I was reading the erlang documentation about file io and saw this:
On operating systems with thread support, it is possible to let file
operations be performed in threads of their own, allowing other Erlang
processes to continue executing in parallel with the file operations.
See the command line flag +A in erl(1).
so what I expected was that the time required for an IO operation would be reduced if I added asynchronous threads.
instead, when I tried running erl +A1,erl +A6 or erl +A12 (on a 6-core machine) the time required to write in a file increased 5-10 times.

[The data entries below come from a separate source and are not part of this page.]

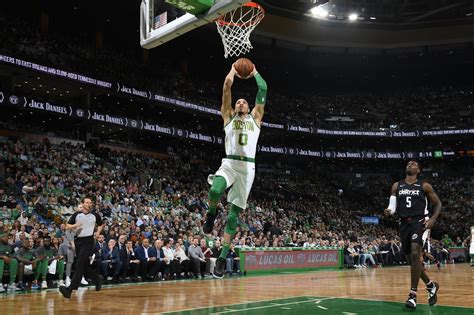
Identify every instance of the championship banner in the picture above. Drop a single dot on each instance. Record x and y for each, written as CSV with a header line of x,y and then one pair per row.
x,y
295,258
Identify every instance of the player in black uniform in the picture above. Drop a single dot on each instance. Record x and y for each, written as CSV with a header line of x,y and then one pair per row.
x,y
409,201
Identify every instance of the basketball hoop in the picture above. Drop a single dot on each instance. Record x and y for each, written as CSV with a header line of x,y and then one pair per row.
x,y
235,28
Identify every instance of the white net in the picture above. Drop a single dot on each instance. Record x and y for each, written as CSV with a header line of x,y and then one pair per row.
x,y
235,28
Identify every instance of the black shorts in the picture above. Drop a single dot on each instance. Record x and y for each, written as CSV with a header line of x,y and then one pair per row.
x,y
411,232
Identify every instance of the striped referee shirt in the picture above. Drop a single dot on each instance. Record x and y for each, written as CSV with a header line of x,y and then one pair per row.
x,y
88,222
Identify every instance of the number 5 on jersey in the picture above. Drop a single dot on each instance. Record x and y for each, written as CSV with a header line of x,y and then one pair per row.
x,y
243,139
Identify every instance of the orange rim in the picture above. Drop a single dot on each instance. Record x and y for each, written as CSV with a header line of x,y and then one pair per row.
x,y
248,23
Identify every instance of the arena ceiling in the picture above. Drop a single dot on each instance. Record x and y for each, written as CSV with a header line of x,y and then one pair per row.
x,y
375,11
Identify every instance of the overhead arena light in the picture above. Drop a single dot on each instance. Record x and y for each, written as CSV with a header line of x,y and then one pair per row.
x,y
319,11
353,17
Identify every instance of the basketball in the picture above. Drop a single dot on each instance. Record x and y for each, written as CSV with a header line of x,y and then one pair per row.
x,y
244,67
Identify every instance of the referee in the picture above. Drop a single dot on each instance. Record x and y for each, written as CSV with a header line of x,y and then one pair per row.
x,y
84,222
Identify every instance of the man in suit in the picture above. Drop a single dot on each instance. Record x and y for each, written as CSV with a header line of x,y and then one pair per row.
x,y
148,260
130,261
111,264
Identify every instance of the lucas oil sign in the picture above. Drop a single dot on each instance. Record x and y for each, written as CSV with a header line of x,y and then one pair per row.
x,y
263,260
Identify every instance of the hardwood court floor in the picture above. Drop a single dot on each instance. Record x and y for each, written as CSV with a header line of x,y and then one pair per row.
x,y
261,295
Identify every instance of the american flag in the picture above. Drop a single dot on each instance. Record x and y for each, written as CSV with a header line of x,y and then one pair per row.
x,y
161,20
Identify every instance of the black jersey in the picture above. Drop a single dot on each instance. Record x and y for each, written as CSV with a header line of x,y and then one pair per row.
x,y
411,199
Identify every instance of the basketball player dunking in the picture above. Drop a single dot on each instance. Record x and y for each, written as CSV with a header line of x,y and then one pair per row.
x,y
242,129
409,200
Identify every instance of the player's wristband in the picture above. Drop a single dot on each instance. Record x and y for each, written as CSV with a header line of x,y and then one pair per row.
x,y
392,204
262,90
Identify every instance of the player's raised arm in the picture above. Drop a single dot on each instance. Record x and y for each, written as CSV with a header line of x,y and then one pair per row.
x,y
392,206
261,98
433,197
226,109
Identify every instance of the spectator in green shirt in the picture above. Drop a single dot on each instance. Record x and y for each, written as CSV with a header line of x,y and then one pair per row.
x,y
7,260
47,254
27,260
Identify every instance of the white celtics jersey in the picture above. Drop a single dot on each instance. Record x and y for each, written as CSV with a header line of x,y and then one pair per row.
x,y
241,136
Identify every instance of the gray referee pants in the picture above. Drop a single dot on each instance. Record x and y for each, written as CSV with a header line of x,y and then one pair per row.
x,y
69,262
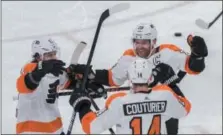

I used timer:tc/3 to measure time and I used io:write/2, file:write/2 (converted the term to binary) and file:write/2 while opening the file with the raw flag. the term was ~170kb in size and was written 1000 times. Used R14B04 (but I got similar results with R15A too).
Am I doing something wrong, either in utilizing the asynchronous IO or in measuring its efficiency?
Could it be that the overhead introduced by passing the term (perhaps because its size is small) out-weights the speedup gained?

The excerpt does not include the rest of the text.